Documentary Film Director’s Note
“Entertainment in Public”
This documentary is not about the guillotine.
Within this narrative the guillotine exists merely as a historical object an instrument that emerged at a particular moment in history under the promise of justice and equality yet gradually became one of the most recognizable symbols of institutionalized violence. What matters to us is neither its blade nor its wooden frame nor the mechanics of its operation but the question that takes shape in its shadow:
Why has humanity throughout history repeatedly turned death into a spectacle?
The film begins with a personal encounter: a visit to an exhibition titled Entertainment in Public and the resurfacing of a distant memory, a crowd gathered to witness an execution. From that moment the documentary embarks on a journey through the French Revolution, the history of the guillotine and ultimately our own present.
Along the way, through the work of Taha Zaker, the guillotine is examined as a historical artifact born from the ideals of the Enlightenment only to become the embodiment of a profound contradiction:
How can the defense of humanity come to depend on the destruction of human life?
This documentary does not seek to reconstruct the history of France nor does it attempt to pass judgment on the past.
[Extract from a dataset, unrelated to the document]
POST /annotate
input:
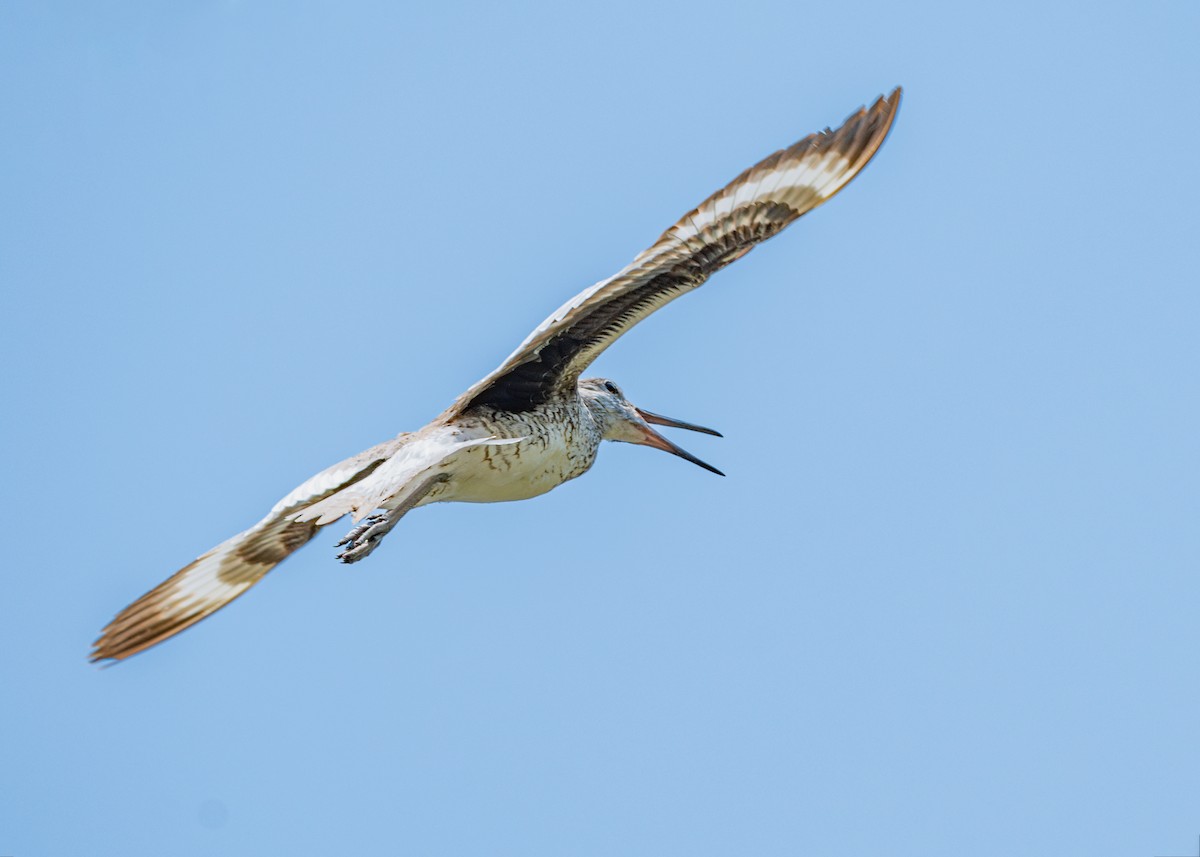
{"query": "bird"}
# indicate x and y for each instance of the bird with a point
(533, 423)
Its true subject is the persistence of a particular logic, a logic that treats punishment as a solution, legitimizes violence and transforms the public witnessing of another person’s suffering into a cultural ritual.
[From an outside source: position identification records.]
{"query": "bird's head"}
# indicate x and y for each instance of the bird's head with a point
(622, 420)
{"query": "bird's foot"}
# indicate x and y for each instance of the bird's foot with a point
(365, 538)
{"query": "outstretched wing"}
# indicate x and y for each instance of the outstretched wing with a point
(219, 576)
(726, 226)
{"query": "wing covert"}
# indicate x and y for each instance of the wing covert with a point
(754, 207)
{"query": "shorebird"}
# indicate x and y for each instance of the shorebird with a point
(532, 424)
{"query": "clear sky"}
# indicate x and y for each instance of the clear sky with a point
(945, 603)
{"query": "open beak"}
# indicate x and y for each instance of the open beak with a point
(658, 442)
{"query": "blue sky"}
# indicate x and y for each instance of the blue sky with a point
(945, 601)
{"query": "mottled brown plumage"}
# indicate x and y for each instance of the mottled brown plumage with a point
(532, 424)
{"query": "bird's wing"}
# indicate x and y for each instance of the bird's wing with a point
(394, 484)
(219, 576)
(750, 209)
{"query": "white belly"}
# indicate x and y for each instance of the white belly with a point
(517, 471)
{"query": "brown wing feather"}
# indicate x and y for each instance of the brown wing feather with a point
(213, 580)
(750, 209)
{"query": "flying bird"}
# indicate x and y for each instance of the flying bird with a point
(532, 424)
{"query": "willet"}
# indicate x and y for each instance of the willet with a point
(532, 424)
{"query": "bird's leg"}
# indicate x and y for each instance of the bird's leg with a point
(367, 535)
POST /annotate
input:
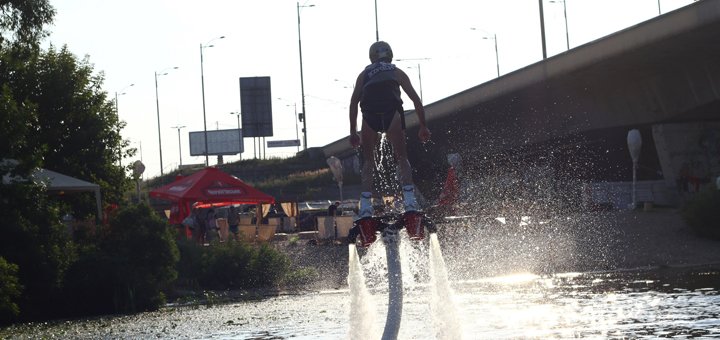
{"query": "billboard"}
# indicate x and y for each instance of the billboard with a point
(256, 106)
(283, 143)
(220, 142)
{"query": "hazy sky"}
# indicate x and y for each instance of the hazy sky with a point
(130, 40)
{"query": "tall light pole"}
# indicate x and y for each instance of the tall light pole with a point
(239, 134)
(303, 115)
(377, 32)
(567, 34)
(179, 143)
(542, 29)
(202, 85)
(297, 134)
(419, 72)
(157, 105)
(497, 58)
(494, 38)
(117, 115)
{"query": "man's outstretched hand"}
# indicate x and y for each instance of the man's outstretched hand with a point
(355, 140)
(424, 134)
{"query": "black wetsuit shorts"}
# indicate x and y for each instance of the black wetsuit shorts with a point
(380, 122)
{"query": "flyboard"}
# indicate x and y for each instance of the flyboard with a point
(388, 226)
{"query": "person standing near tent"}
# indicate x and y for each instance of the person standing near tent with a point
(211, 225)
(377, 91)
(233, 221)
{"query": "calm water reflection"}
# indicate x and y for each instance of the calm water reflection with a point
(639, 304)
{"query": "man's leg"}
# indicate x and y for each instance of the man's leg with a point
(396, 136)
(368, 138)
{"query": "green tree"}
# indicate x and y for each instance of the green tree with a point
(129, 268)
(77, 129)
(23, 20)
(10, 289)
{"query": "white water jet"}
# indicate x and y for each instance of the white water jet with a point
(395, 287)
(442, 306)
(362, 306)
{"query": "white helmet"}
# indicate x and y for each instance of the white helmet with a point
(380, 51)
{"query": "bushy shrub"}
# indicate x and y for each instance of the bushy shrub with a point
(129, 267)
(34, 240)
(230, 265)
(10, 290)
(702, 213)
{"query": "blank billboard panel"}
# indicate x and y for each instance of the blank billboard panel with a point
(220, 142)
(256, 106)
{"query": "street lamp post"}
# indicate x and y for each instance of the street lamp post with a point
(117, 115)
(377, 32)
(297, 134)
(179, 143)
(302, 84)
(202, 85)
(567, 34)
(497, 58)
(157, 105)
(239, 134)
(542, 28)
(419, 71)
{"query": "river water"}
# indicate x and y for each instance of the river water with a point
(631, 304)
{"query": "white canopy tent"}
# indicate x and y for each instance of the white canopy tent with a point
(56, 181)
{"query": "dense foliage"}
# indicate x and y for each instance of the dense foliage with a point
(127, 268)
(10, 290)
(702, 213)
(230, 265)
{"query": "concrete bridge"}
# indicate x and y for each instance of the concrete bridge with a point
(572, 111)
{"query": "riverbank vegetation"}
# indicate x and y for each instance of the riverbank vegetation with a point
(55, 115)
(701, 213)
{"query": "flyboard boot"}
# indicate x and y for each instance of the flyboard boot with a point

The central question of the film is deceptively simple, yet its answer remains elusive: If centuries of executions have failed to eradicate crime, violence or ignorance, why do societies continue to return to them? Why do some of the oldest instruments of punishment still survive in new forms within the modern world? And perhaps most importantly, why does humanity remain fascinated by the spectacle of power disciplining another human body?
This documentary is an attempt to reflect on the memory of violence, the relationship between punishment and performance and the unsettling reality that while the tools of history may change, the logic behind them often remains intact.
The guillotine may have disappeared from the public squares of Europe long ago, but the questions it left behind continue to resonate: questions about justice, power, punishment and the human condition.
Rather than asking its audience simply to watch, this film invites them to pause, reflect and reconsider a history that has never truly come to an end.
At its core, the documentary is built around an exploration of Entertainment in Public an exhibition by Taha Zaker whose work serves as the primary point of departure for the film’s investigation into violence, spectacle and collective memory.